In this case, package manager will realize the service exited with NON-ZERO value and willhalt the package.

Hope this helps

Sundar
Learn What to do ,How to do and more importantly When to do ?
Sundar_7
Honored Contributor

Re: Package control script question...

I meant to say it will halt the package and move it to any adaptive nodes defined for the package.
Learn What to do ,How to do and more importantly When to do ?
Isralyn Manalac_1
Regular Advisor

Re: Package control script question...

Hi,

The pkg monitoring script will monitor the critical Oracle (in this case) process like pmon, smon, etc. When it sees that one of those critical Oracle processes dies, then the package will halt.

Ira
Gary L. Paveza, Jr.
Trusted Contributor

Re: Package control script question...

Since you are not running the oracle script as a service (I'm assuming you are using the Oracle toolkit which contains the database startup/shutdown/monitoring all within one script), it will not monitor for a failed Oracle database. The customer_defined_run_commands will start it up (if you call it with the start option) and the customer_defined_halt_commands will shut it down (if you call it with the shutdown option).

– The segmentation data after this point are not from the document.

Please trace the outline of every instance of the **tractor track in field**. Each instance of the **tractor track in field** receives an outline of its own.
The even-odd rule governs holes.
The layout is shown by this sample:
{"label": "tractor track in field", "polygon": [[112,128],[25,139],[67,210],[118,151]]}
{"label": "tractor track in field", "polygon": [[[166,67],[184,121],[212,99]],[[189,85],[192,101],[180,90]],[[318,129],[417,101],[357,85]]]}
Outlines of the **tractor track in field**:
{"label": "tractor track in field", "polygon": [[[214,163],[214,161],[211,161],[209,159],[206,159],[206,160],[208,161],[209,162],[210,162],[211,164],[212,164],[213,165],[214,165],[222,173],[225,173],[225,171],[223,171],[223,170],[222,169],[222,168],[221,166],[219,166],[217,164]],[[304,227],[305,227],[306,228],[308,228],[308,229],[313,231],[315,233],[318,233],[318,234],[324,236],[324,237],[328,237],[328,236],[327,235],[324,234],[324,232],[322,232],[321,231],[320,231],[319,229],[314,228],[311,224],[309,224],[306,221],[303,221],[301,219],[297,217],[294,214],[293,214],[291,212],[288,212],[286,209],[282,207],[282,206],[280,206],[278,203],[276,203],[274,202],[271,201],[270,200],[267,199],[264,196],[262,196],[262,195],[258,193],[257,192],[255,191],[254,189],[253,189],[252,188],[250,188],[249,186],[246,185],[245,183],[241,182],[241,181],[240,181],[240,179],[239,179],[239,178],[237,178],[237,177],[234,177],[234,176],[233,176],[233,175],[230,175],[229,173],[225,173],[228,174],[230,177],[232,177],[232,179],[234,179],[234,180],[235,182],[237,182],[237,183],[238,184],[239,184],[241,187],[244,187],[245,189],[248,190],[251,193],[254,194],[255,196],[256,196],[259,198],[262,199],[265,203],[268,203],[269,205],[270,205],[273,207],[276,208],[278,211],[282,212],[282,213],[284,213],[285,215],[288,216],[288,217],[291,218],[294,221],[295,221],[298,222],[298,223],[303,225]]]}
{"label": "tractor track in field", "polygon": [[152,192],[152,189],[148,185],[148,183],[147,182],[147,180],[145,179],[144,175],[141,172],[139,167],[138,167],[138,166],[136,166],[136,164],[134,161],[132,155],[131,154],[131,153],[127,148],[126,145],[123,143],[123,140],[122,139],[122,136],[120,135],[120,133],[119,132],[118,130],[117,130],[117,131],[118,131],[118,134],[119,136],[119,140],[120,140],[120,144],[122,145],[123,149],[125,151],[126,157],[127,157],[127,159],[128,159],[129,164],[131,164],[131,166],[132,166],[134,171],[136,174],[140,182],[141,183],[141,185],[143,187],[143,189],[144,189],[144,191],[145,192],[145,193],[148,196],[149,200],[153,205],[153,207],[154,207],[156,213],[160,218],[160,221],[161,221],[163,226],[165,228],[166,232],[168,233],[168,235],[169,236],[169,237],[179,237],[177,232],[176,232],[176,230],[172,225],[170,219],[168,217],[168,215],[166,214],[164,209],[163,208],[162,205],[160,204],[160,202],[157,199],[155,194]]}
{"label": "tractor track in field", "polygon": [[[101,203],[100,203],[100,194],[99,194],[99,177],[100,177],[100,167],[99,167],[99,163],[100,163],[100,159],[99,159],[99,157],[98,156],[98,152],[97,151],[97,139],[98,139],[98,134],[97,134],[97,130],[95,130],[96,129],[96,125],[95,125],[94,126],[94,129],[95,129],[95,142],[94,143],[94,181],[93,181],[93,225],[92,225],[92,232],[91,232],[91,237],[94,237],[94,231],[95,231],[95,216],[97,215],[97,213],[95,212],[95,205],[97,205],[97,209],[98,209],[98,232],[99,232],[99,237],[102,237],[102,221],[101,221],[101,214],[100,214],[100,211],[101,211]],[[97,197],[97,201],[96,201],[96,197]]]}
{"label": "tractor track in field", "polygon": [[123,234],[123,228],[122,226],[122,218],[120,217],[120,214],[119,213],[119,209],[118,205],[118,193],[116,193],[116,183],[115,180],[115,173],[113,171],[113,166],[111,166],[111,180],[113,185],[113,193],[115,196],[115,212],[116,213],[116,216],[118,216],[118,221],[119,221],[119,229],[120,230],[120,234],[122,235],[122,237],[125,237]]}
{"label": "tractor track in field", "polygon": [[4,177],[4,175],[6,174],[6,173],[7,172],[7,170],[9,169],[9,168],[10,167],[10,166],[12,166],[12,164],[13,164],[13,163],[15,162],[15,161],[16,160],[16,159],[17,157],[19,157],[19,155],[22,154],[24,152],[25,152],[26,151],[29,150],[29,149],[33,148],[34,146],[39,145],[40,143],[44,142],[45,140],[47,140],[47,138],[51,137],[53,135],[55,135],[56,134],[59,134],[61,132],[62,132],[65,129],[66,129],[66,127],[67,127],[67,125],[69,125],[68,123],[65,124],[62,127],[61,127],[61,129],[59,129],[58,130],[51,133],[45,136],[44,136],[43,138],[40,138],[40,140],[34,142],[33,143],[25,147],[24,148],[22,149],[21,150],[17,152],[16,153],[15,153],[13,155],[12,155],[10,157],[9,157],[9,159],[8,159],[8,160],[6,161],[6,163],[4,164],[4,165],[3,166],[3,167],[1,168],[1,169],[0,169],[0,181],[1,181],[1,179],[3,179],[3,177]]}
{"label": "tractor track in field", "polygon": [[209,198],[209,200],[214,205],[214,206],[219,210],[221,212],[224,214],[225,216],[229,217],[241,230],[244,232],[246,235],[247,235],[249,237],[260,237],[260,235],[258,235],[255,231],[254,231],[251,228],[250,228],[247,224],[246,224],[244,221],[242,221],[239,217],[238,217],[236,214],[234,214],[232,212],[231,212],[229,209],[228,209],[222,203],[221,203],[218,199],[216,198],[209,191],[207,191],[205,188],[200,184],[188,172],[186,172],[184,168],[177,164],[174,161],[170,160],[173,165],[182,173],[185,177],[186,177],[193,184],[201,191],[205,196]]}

If you want monitoring and failover if one of the critical oracle processes hang, you need to define it as a service as well. I can help you do that if this is something you want.
Stephen Doud
Honored Contributor

Re: Package control script question...

If you look at the bottom of the standard package control script, which will be activating the Oracle volume groups, mounting file systems etc prior to starting the Oracle application, you will see that the script's functions are called in this order when the script is executed with a "start" option by Serviceguard (subsequent to a cmrunpkg for example):
verify_physical_data_replication # add hook for MetroCluster
activate_volume_group
activate_disk_group
check_and_mount
verify_ha_nfs $1 # add hook for NFS
add_ip_address
get_ownership_dtc
customer_defined_run_cmds
start_services
start_resources

Note that customer_defined_run_cmds is performed before start_services.
One would start Oracle using the ORACLE.sh script with a 'start' option from the customer_defined_run_cmds function, and then call the same script with the 'monitor' option via the SERVICE_CMD parameter, because the SERVICE_CMD is expected to remain persistent. If the command called from SERVICE_CMD definition dies, SG normally fails the package over to the adoptive node.

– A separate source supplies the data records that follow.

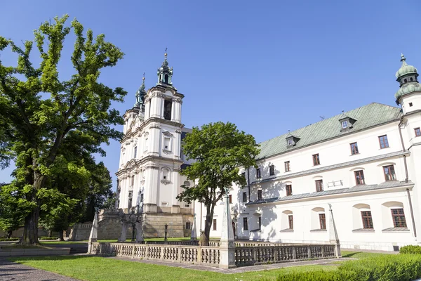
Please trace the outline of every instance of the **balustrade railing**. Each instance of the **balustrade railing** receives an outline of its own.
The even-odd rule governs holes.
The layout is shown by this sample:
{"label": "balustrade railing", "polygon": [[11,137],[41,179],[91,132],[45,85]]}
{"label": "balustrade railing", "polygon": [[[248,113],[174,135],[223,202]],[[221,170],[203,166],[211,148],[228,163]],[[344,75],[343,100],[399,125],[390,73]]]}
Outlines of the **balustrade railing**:
{"label": "balustrade railing", "polygon": [[[236,266],[336,257],[334,244],[236,243]],[[241,244],[242,246],[237,246]],[[159,244],[100,243],[91,244],[91,254],[152,259],[218,266],[219,247]]]}

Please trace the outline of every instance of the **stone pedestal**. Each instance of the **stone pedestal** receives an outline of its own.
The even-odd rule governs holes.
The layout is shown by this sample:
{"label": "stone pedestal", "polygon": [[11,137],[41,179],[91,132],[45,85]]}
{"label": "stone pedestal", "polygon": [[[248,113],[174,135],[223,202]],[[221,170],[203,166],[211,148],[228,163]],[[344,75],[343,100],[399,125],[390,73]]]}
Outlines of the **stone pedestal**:
{"label": "stone pedestal", "polygon": [[235,265],[235,243],[234,230],[231,224],[231,210],[229,209],[229,190],[225,188],[225,206],[222,216],[222,229],[220,244],[220,265],[221,268],[232,268]]}

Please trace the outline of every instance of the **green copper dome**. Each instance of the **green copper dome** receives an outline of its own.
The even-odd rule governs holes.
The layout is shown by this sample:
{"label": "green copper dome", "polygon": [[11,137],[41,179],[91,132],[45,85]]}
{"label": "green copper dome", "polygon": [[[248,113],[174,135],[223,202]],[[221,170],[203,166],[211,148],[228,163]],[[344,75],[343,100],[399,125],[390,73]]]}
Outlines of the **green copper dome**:
{"label": "green copper dome", "polygon": [[402,96],[410,93],[413,92],[421,91],[421,85],[419,83],[411,83],[402,86],[399,90],[395,93],[396,100]]}
{"label": "green copper dome", "polygon": [[396,78],[399,78],[403,75],[406,75],[412,73],[417,73],[417,69],[413,65],[408,65],[406,63],[406,58],[403,54],[401,55],[401,61],[402,62],[402,66],[399,68],[399,70],[396,72]]}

The HP Enterprise Cluster Master toolkit provides an ORACLE.sh, which after customization for the user's environment, can be called with the following options:

shutdown | halt | start | monitor

The 'monitor' function relies on the MONITOR_PROCESSES defined by the administrator, to determine the PIDs of the processes to monitor. Hence the parameter MONITOR_PROCESSES_PID[$n] in that function.

.SD.
Rita C Workman
Honored Contributor

Re: Package control script question...

As Stephen mentions, you can have this 'Oracle monitoring feature' put into your MC/SG environment, and hence failover to another node.
But ... be sure that is what you want to do. My preference is to keep Oracle Monitoring with Oracle. All too often some DBA does a fat finger (..my favorite ooops..) and drops an instance. Or maybe your listener gets out of sync (hey it happens)...Nothing was really wrong (other than maybe human error), but now you have failed over. And maybe had to stop some other "less important" package on the other node - when all you needed was to restart your instance back on it's original box.

So...if your new to HPUX & MC/SG, make sure you consider all the options, and choose which is best for your situation.
Sometimes....you may not want to take advantage of every whistle & bell. You decide what is best.

Rgrds,
Rita
Gary L. Paveza, Jr.
Trusted Contributor

Re: Package control script question...

One additional item. If you choose to do this, you may want to consider modifying the oracle script so that you can place a maintenance flag - which will turn off monitoring. Basically, when this file gets created, monitoring is turned off. When it's removed, the monitor script recalculates the PIDs and resumes monitoring.
Rad Rioveros
Occasional Advisor

Re: Package control script question...

Hi all,

I'd like to thank you for all the replies and inputs you gave. That's very helpful to me.